Non so quanto uno sguardo possa servire per chiedere perdono, tanto meno so quanto un silenzio possa comunicare il rancore di domande irrisolte. Eppur questo si comunicavano. Erano passati venti anni e io volevo ancora credere che non ero solo un filo che legava mondi lontani. Non volevo credere di essere nato da un momento di debolezza che capita, passa e si dimentica. Non volevo che nella mia vita ci fossero più verità nascoste, ne sofferenze. Nemmeno io avevo parole da dire. Non sapevo se il tempo migliorasse o peggiorasse le cose. Non sapevo se l’amore fosse finito ne semmai fosse esistito. Si fermò il tempo e il cuore davanti al lago di un parco quasi imbiancato.

Da una tasca Xavier lasciò cadere una fotografia. Erano due visi felici, una piazza, una luna a metà nel cielo distratta ed un amore che non voleva finire. A terra iniziò a bagnarsi mentre si sbiadiva quel nero di quella notte fissata da un flash. Diventava un miscuglio di colori scuri e poi la neve ricoprì tutto lievemente.

Esistono puzzle grandissimi che non si possono ricomporre, esistono cuori legati così tanto alla solitudine da arrendersi ad essa convincendosi che non può essere diversamente. Esistono parole che forse è meglio non dire per non ferire o per non riaprire ferite cicatrizzate appena. Ci sono fotografie che custodiscono la felicità, altre che intrappolano dolore. Ci sono promesse che non sono mantenute e c’è il rimorso che morde l’anima. C’è la solitudine che accompagna tutti e c’è il destino che ci persegue sempre. Esistono lune pallide che non si accorgono di bugie e segreti tenuti nascosti oltre il tempo. Ci sono notti in cui per le troppe domande non basta un cielo stellato a consolarti il cuore. Esistono madri che danno la vita per un solo sorriso del figlio. Ci sono genitori che non riescono ad amare. Ci sono i divertimenti di un infanzia passata da tanto che torneranno nei pensieri.
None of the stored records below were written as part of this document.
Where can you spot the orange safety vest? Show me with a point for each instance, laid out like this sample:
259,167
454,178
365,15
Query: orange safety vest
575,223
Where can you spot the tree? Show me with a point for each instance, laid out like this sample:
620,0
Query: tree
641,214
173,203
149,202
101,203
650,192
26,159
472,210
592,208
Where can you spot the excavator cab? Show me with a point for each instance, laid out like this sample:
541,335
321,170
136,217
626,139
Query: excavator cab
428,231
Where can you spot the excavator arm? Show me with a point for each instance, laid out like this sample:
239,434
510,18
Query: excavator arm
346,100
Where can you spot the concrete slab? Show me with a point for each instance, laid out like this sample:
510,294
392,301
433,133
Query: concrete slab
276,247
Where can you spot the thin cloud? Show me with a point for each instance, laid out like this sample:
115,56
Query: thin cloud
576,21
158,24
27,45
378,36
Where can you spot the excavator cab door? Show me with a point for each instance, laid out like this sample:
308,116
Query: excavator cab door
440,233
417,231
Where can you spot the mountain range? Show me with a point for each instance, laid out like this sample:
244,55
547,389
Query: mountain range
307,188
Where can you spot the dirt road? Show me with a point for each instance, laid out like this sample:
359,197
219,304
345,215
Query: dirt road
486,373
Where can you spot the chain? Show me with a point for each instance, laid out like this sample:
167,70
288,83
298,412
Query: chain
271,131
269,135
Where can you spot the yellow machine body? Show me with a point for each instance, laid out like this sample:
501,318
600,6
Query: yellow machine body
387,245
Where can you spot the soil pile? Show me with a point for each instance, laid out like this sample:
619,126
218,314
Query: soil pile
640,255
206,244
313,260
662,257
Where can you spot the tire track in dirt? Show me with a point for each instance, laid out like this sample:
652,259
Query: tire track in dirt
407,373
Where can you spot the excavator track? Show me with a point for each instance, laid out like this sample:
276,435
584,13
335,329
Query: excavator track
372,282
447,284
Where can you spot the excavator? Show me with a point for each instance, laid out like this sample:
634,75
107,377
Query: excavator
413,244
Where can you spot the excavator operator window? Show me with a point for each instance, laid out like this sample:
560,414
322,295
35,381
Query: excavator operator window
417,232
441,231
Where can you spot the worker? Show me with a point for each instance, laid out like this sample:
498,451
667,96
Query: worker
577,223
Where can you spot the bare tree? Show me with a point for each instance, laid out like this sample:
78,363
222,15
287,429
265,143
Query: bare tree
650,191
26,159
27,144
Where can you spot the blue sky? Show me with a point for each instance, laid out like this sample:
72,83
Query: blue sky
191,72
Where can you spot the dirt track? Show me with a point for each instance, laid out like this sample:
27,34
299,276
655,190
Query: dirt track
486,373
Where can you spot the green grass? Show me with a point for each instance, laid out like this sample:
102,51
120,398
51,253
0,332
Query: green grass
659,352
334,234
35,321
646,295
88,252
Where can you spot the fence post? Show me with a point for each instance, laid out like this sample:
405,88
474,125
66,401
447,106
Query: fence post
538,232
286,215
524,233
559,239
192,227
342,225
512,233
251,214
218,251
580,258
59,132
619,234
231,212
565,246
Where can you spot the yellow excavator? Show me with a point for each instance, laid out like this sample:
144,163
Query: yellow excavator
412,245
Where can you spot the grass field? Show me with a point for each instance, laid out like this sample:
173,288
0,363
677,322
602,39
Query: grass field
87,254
Ci sono bambini che corrono al mare ed inseguono un aquilone. Ci sono ragazzi che cercano di conoscere il mondo. Ci sono uomini che non si stancano mai di inseguire un sogno.

Io e mia madre tornammo nel nostro hotel abbracciati e stretti. Preparammo le valigie mentre nel camino ardeva un mazzo di carte che parlava di una vita nuova che non mi interessava. Non amo le gabbie, non amo i contratti; almeno in questo assomiglio a mio padre. Ci scaldavamo davanti a quel fuoco e sorridevamo pensando che una nuova vita sarebbe iniziata domani e che nessun segreto ci avrebbe diviso. Prendemmo un taxi e ci dirigemmo verso il Barajas ma prima volli tornare a salutare per l’ultima volta la mia sorellina.

“¿Prometes que seras mi campeón?”

“¿Y tu prometes que no contarás nuesto secreto a ninguno?”

“¡Prometido!”

Cintia restò davanti al portone e mi guardava andare via salutandomi con la mano mentre un giorno nevoso lasciava spazio ad un tramonto sereno. Io e Inés con i nostri bagagli salutavamo Madrid e mentre un boing ci riportava a Valencia una luna distratta in un cielo terso ci dava nuova forza per correre e volare dietro ogni nostro piccolo sogno.

3 pensiero su “Segreto (Capitolo Terzo)”
  1. Il racconto mi piace e lo seguo sempre con attenzione, se posso…, riguardalo perchè, probabilmente per fretta, c’è qualche errore.
    Un saluto e 5st.
    sandra

  2. Tenero e malinconico.
    Nonostante qualche incertezza linguistica, dovuta, presumo, al fatto che lo spagnolo sia la tua lingua madre, la storia scorre bene.
    4st

  3. Grazie ancora a Sandra e grazie anche a giorgio alice.
    Non so se ho dato un degno finale ai miei personaggi ma questo era comunque l’ultimo pezzo di questa storia. Cercherò di fare più attenzione e lo riguarderò. Sono di madrelingua italiana ma sbaglio lo stesso, cercherò di non farlo in futuro!